Climate change work is now a varied discipline for firms, who tend to handle different pieces of the legal puzzle. Baker & McKenzie has a broad-ranging practice, advising governments and international organisations such as the EU on the EUETS trading system, the UN and the Australian government, multilaterals such as the World Bank's carbon finance unit, as well as corporations and financial institutions such as ABN Amro, EnergyAustralia and Rabobank International. Some firms are focusing on more specific areas, which suit their other practices. Clifford Chance, for example, established an Environment and Climatic Trading Group, which focuses on the secondary market for carbon credit trading. DLA Piper is also strong in the secondary market.

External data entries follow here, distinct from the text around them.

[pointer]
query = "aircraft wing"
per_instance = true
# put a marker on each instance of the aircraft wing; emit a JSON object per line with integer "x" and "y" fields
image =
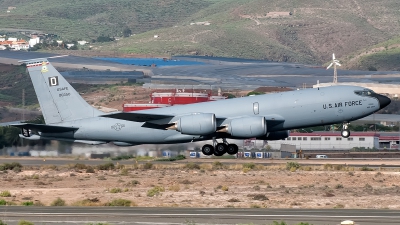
{"x": 165, "y": 119}
{"x": 44, "y": 128}
{"x": 140, "y": 117}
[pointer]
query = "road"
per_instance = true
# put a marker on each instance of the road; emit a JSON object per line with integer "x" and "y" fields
{"x": 132, "y": 215}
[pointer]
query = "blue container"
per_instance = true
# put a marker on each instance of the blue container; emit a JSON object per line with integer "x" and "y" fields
{"x": 194, "y": 155}
{"x": 166, "y": 154}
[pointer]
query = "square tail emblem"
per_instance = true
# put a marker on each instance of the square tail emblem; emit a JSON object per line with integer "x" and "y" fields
{"x": 53, "y": 81}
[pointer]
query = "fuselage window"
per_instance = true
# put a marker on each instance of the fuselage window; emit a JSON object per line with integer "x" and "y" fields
{"x": 255, "y": 108}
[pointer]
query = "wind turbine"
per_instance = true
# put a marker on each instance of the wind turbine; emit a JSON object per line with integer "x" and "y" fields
{"x": 335, "y": 63}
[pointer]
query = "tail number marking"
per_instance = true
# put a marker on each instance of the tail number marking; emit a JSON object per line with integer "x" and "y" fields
{"x": 53, "y": 81}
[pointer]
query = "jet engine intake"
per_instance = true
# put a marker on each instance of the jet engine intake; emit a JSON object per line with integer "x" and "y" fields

Wilder says the biggest growth area is advising corporates who want to get in to carbon trading. "One of the interesting things is also that merchant banks who hadn't got into the area are starting to get in and make investments in carbon credits," he says.
Active markets for the sector in Asia include China, India, Malaysia and the Philippines, though a broader definition of Asia might include Russia, where the market is also hot. In countries like these, corporations, particularly in the energy sector (which is sensitive to any carbon cap schemes due to high emissions) will do things like CDM (Clean Development Mechanism) projects. An example might be a company that owns a power station in the UK going to China and retrofitting an old plant to meet overall targets. Andreas Gunst, who coordinates DLA Piper's practice from the UK, says that when CDM projects in China start to dry up, there will be more focus elsewhere.
Gunst says that although there are global doubts on the future of the compliance scheme after 2012, when the EUETS finishes its second phase, general faith in the future necessity and value of carbon credits continues. Law firms will no doubt take note.